Сколько шофер ни трубил, машине пришлось двигаться по Фигерасу самым тихим ходом: шоссе оказалось занятым веселой и нарядной толпой, не желающей считаться с осторожно объезжающим ее транспортом.

– Что здесь происходит? – спросил Белов.

– Народное гулянье. Вся Испания, но, конечно, в первую очередь молодежь, по воскресеньям и большим праздникам после сиесты, часов в шесть, выходит на главную улицу – а она повсюду здесь так и называется: Кальо Майор – и до темноты прогуливается по ней. Впрочем, кажется, так по всей Южной Европе. Обычай этот соблюдается не только в поселках и местечках, но даже в предместьях самых больших городов... Но посмотрите: девушки идут в одну сторону, обычно в сопровождении матери или тетки, или даже бабушки, а мужчины – навстречу им. И оба течения ни за что не смешиваются. Конечно, случиться может, что кто-то подойдет поздороваться со знакомой, но долго около нее не задержится. Хотя испанские товарищи утверждают, что суровые правила эти в наши дни не очень соблюдаются...

За Фигсрасом шоссе опять повернуло к морю и заизвивалось между холмами, покрытыми пожелтевшими виноградниками, и то вдруг выбегало к самому побережью и огибало залив за заливом, то опять исчезало между отвесно спускающимися прямо в морские волны горами и прорезало одно селение за другим. И в каждом, даже самом маленьком, двигалось шествие причесанных под оперную Кармен и разряженных красавиц, а навстречу, гордо неся, словно пробритые, проборы и шаркая черными полуботинками, начищенными так, что они отражали солнце, шли молодые люди, а то и мальчики, спешащие заменить на этом фронте старших мужчин, рискующих жизнью на настоящем. В каждом из остававшихся позади поселков, и на въезде, и на выезде, напоминая о происходящем в стране, стояли патрули с черно-красными повязками на рукавах, часто вооруженные старыми охотничьими ружьями, но тем не менее властно проверявшие пропуска проезжающах, А еще более остро говорили о событиях старые, а то и старинные церкви с обезглавленными статуями святых у порталов, с выломанными вратами, с зализами копоти от поджога на стенах и с непременным анархистским флагом на колокольне.

– Испанский темперамент,– произнес по этому поводу Белов.

– Хулиганство анархистов,– неуступчиво парировал Петров.

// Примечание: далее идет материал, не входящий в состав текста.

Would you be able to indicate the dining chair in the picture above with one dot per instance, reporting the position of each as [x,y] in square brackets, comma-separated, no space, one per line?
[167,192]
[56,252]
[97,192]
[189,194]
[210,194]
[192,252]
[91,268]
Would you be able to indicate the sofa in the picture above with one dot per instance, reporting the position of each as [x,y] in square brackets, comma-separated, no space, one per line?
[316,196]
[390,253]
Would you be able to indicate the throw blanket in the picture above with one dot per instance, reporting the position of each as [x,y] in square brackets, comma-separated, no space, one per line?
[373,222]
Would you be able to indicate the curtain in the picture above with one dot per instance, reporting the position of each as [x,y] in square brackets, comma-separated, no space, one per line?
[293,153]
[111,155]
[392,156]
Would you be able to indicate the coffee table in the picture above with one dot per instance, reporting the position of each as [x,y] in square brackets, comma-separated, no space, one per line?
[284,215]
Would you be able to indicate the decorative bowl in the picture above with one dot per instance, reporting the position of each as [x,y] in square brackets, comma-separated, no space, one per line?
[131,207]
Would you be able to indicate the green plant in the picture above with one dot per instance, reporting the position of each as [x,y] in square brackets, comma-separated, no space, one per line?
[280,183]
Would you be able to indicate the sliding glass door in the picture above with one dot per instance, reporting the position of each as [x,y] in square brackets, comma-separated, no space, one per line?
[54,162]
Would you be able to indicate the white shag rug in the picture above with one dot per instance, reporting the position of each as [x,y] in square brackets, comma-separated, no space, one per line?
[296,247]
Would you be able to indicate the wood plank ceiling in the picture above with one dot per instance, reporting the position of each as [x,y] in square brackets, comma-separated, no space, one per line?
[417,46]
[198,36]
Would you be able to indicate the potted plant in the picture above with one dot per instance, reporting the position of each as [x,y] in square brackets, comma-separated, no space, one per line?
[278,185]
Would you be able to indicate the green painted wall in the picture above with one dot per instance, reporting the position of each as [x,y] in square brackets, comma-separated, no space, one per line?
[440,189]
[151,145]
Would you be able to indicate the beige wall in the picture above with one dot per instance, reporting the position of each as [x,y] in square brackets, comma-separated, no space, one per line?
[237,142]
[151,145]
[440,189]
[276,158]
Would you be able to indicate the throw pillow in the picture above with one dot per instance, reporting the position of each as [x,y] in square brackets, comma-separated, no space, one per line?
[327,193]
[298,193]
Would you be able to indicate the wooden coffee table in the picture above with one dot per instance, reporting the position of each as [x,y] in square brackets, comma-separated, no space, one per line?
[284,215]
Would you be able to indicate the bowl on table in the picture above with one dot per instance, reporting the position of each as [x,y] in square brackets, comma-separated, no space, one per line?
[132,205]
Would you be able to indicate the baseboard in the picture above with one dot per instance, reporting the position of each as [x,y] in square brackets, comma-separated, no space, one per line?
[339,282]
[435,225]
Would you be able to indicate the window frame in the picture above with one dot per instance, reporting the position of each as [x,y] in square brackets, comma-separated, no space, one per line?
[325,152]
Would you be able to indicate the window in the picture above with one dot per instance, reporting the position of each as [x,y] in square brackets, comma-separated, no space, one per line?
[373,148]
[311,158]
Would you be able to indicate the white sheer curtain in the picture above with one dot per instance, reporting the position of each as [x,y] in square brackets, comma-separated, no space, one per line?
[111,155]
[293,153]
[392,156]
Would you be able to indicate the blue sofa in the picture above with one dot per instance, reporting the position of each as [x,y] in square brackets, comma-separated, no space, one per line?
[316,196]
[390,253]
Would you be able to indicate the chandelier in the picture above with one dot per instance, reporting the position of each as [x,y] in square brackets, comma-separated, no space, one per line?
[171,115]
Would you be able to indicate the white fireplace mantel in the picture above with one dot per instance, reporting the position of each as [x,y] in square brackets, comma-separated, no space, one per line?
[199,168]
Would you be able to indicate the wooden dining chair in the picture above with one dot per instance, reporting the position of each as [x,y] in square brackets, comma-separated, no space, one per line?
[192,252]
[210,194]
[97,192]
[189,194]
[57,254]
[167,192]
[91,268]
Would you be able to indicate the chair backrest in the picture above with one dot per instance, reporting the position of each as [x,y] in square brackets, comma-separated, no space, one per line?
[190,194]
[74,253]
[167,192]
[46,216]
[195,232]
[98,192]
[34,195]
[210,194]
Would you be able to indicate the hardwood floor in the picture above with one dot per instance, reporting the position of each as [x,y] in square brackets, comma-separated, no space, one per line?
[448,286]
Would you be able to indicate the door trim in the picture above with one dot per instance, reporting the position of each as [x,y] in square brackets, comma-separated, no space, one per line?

В живописнейшей, дивно расположенной Таррагоне, приведшей в восхищенное согласие обоих, Янов что-то сказал шоферу по-испански. Тот, взяв вправо, причалил к входу в небольшой кабачок. За одним из выставленных наружу круглых железных столиков дремали два старика в черных блузах. Казалось, что почтенные старцы сидят здесь по меньшей мере с тех пор, когда парижский поезд подходил к Порт-Боу. Шофер, простучав деревянными бусами, свисающими до пола на входе, нырнул в него и через десять минут вынырнул, обеими руками прижимая к груди два белоснежных высоких и узких хлеба, объемистый кусок вяленой ветчины в толстой, как подошва, коричневой шкуре и гигантскую лиловую луковицу. Машина бесшумно покатила дальше, а путешественники, не бравшие ничего в рот с Парижа, с откровенным оживлением принялись подкрепляться.

– Держите,– после того как оба, удовлетворенно вздохнув, стали вытирать рты и руки носовыми платками, протянул им Янов по пачке сигарет в целлофановой упаковке, под которой на фоне пирамиды посреди песков пустыни красовался желтый одногорбый верблюд.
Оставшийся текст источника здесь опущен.